REPUBLIKA.CO.ID, SHARM EL SHEIKH, MESIR -- Administrasi Presiden Amerika Serikat Joe Biden melihat perluasan energi nuklir sebagai hal penting dalam mengatasi emisi terkait dengan perubahan iklim. Sebagai negara penghasil emisi gas rumah kaca terbesar kedua di dunia, AS memandang daur ulang sebagai cara untuk meningkatkan pasokan bahan bakar nuklir domestik dan mengurangi limbah.
Munat tenaga nuklir meningkat dari negara dan perusahaan yang ingin mengurangi emisi dan meningkatkan pasokan energi. Namun, daur ulang limbah radioaktif dari tenaga nuklir memiliki tantangan keamanan dan biaya.
Advanced Research Projects Agency-Energy, atau ARPA-E dari Departemen Energi AS, bertujuan untuk mengembangkan selusin proyek untuk mendaur ulang bahan bakar nuklir bekas. Bulan lalu memberikan 38 juta dolar AS untuk diproses ulang kepada perusahaan termasuk GE Research, bagian pengembangan dari General Electric Company.
Asosiasi Energi Atom Internasional (IAEA) Perserikatan Bangsa-Bangsa (PBB) akan dapat memantau proses tersebut jika Amerika Serikat (AS) mengambil jalan itu.
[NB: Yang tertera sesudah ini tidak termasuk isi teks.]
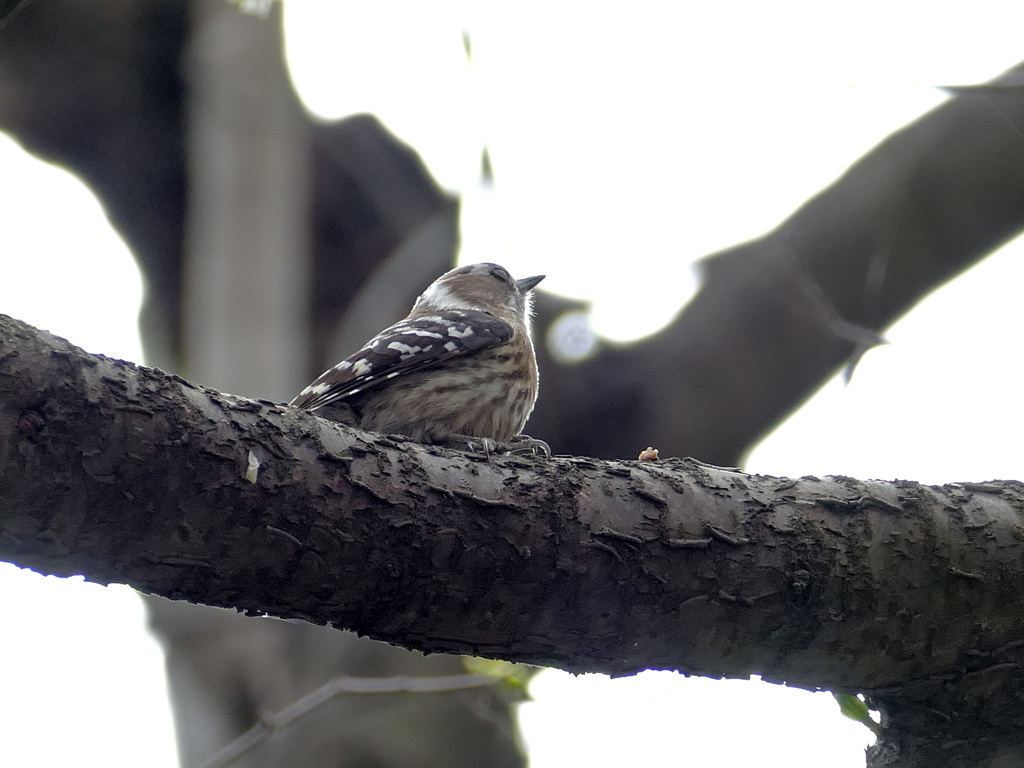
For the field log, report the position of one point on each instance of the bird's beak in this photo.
(528, 284)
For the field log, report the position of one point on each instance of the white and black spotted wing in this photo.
(412, 344)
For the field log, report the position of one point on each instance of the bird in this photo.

Hal tersebut dikatakan oleh kepala IAEA pekan ini.
Ketika ditanya tentang eksplorasi pemrosesan ulang AS, Direktur Jenderal IAEA Rafael Grossi mengecilkan kemungkinan itu akan menjadi kenyataan dalam waktu dekat.
“Saya tidak melihat banyak yang benar-benar serius dalam pemrosesan ulang,” kata Grossi kepada Reuters dalam wawancara Rabu(9/11/2022) malam di KTT iklim COP27 di Mesir, dilansir dari Japan Today, Ahad (13/11/2022).
"Pemrosesan ulang adalah teknologi yang sangat sulit yang membutuhkan banyak infrastruktur."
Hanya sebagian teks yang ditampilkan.